• Re: sh.txt; Shell+AWK+Sed

    From xwindows@xwindows@tilde.club to tilde.projects on Sat Jan 30 11:03:55 2021
    On Fri, 29 Jan 2021, yeti wrote:

    I think AWK is massively underrated these days.

    My qualm with AWK is its inability to select field via regular expression groups (it could select _record_ with regular expression, but not _field_). This is the reason that I would just go `sed` things much more often [1]
    than "Just AWK It!" in my daily command line uses; but I do agree that
    apart from this limitation, AWK is very powerful. So I will rephrase:

    "I think Shell+AWK+Sed combo is massively underrated these days"

    If I really had to use more powerful tool for this kind of usage,
    or when I had to come up with things on the go as one-liner,
    then I would use Perl. [2]

    But I'm aware that while Perl can be installed nearly anywhere [3],
    it is not _automatically_ installed everywhere; especially
    in embedded Unix-like systems [4]; while AWK and Sed are often available
    there out of the box.

    So recently, I have started to take effort to learn these "lost arts",
    by spending extra time to try using AWK in my workflow, for dealing with specific line sequences in the input, at least when the task only require
    none of, or just simple delimiter-based fields splitting.

    To this day, most of my AWK usage are mostly isolated; the next thing
    I'm looking forward to try is making AWK conspire with Sed in various ways,
    and maybe taking advantage of its floating-point arithmetic ability too.

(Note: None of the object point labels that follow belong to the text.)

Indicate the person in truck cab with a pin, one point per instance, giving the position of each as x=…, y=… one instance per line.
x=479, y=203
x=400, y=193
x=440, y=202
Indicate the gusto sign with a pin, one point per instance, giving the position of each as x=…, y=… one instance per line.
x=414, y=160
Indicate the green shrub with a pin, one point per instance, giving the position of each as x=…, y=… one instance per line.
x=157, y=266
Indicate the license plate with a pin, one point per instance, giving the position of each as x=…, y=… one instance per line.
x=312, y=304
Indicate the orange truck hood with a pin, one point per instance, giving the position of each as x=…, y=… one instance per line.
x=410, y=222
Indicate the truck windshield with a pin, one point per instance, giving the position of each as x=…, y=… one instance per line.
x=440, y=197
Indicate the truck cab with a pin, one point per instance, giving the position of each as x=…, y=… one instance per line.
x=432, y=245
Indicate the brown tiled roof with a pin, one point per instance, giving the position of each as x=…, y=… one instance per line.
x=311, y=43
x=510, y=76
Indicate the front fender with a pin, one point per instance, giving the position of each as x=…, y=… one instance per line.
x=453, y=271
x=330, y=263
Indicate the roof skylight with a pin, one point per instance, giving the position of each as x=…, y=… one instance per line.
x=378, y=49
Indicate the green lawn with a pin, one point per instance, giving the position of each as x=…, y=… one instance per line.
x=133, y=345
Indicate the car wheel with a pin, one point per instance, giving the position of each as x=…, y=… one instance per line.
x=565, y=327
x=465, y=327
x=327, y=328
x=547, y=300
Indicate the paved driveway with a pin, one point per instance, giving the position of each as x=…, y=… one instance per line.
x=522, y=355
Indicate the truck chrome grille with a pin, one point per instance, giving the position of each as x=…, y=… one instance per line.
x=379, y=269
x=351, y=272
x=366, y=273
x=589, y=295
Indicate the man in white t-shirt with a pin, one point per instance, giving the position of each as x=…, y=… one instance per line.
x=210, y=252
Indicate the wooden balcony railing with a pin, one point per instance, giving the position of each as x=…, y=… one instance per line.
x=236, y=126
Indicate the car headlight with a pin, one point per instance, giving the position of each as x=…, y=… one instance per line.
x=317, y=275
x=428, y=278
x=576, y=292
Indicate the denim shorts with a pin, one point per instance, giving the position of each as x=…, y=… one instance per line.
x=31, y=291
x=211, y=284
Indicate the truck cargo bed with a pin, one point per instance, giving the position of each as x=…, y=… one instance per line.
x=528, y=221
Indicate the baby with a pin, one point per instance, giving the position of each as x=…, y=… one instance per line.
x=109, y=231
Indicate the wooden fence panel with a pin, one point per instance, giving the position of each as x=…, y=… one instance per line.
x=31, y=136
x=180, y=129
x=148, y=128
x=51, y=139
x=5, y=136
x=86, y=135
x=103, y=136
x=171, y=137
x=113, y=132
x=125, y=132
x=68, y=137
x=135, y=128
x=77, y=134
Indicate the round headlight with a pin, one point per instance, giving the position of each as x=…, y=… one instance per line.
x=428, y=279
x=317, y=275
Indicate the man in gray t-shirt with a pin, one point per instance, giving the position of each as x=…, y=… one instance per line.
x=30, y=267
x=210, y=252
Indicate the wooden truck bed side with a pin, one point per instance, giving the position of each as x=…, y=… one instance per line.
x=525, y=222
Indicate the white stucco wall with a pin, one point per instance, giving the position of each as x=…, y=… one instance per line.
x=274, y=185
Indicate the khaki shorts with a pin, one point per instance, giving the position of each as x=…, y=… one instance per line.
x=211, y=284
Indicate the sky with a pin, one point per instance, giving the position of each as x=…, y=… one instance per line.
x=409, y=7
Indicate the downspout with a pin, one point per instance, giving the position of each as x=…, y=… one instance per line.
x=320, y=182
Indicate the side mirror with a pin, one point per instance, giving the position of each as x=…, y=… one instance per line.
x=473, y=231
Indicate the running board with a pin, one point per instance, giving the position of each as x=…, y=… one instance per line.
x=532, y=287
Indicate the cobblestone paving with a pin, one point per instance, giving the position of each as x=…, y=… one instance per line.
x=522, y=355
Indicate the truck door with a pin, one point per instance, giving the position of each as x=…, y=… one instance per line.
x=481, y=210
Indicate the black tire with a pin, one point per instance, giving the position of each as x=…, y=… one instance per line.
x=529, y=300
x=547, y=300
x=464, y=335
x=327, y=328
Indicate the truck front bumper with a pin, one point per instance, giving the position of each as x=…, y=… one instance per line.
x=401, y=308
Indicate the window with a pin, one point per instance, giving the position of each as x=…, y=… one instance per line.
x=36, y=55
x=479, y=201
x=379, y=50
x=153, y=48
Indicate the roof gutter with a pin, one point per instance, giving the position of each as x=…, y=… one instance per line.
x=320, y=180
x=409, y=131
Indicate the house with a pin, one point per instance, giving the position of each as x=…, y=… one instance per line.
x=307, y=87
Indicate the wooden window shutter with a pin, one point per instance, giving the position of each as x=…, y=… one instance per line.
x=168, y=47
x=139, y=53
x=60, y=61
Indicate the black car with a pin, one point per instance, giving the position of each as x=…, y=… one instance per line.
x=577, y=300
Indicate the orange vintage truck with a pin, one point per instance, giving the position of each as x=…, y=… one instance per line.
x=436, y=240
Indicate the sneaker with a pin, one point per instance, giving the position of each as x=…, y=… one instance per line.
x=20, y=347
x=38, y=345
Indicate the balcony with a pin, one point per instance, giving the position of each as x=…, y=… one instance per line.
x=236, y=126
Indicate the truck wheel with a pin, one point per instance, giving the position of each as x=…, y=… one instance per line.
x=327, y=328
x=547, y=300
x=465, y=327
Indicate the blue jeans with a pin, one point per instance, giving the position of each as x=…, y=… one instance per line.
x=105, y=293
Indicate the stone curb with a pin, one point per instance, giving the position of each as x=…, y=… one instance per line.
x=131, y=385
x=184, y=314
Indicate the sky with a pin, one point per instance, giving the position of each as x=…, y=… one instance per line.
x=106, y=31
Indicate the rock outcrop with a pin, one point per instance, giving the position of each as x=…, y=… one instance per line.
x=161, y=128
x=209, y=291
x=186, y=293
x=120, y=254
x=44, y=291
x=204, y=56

    Cheers for minimal computing,
    ~xwindows

    -----

    [1] After I learned juicy details about `t`, `b`, `d`, and other arcane
    Sed instructions from GNU Sed's TexInfo manual; I now have much more
    tendency of using "Sed it to death!" battle cry when encountered
    with many ad-hoc text-based processing task.

    [2] Obligatory comic strip: https://xkcd.com/208/

    [3] Hell, I even have Perl in one of my FreeDOS installations.

    [4] The last time I have dealt with OpenWRT programming (in OpenWRT 14.x
    days), I had to explicitly install Perl package to have Perl there.
    --- Synchronet 3.18b-Linux NewsLink 1.113
  • From Dacav Doe@dacav@tilde.institute to tilde.projects on Tue Feb 2 21:14:34 2021
    I was about to answer yeti's post, only to realize that what you wrote, xwindows, covers almost 100% of my thoughts on the topic.

    On 2021-01-30, xwindows <xwindows@tilde.club> wrote:
    I think AWK is massively underrated these days.

    I quote.

    My qualm with AWK is its inability to select field via regular expression groups (it could select _record_ with regular expression, but not _field_).

    I'd like to add that GNU AWK is somewhat more capable w.r.t BSD's version. In GNU AWK, RS can be a regex, and the 'match' function allows for group capturing.

    It is a bit unfortunate, since the POSIX style AWK is the only thing that can be assumed to exist on any system, I'm afraid.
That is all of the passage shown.